Editorial: Elephant ‘extremists’ in Seattle now feeling vindicated
Danny Westneat of the Seattle Times wrote a column, describing the history and relationship between elephant welfare activists and the zoo. Read the full column in the Seattle Times. Here is an excerpt:
Locally, the story is cringe-worthy. Berens revealed that Woodland Park Zoo has artificially inseminated the elephant Chai 112 times without a birth. Then there’s a sure sign the zoos know they have a problem.

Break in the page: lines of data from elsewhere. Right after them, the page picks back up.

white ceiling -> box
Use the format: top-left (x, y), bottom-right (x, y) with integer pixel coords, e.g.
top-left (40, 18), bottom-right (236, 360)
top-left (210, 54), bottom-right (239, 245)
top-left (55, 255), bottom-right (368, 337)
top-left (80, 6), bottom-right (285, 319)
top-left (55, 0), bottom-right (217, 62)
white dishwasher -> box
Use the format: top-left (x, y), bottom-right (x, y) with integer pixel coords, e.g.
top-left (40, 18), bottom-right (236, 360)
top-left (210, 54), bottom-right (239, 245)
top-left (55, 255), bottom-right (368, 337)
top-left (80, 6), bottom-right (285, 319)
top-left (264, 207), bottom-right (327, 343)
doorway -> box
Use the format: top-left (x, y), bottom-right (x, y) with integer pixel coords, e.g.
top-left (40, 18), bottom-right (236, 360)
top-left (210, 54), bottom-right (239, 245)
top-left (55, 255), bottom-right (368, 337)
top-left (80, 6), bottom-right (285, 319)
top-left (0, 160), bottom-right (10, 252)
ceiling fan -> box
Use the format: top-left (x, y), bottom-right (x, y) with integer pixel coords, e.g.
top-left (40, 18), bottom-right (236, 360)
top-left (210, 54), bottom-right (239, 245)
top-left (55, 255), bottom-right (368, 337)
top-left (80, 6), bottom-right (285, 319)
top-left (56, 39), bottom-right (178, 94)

They are resorting to spin and PR campaigns to attack their critics.
Berens described one: When the Association of Zoos and Aquariums decided that, despite a soaring elephant death toll, they were going to “speak and act with a unified voice” in claiming the elephants were thriving. Central to the plan was marginalizing critics of elephant captivity as “extremists.”
It wasn’t long before that was put into action here. A member of the Woodland Park Zoo board used that exact phrasing in a letter to the Seattle City Council, which Fortgang shared with me. It claimed activists here were essentially a front for an “organized, well-funded movement by animal rights extremist groups” with the sole mission to “attack zoos.”
One councilman, Richard Conlin, fired back. He scolded the zoo for using “the pejorative ‘extremist’ ” as a blunt instrument to beat down legitimate questions.
This column is in part a reaction to the recent Seattle Times multi-part expose on the WPZ elephants.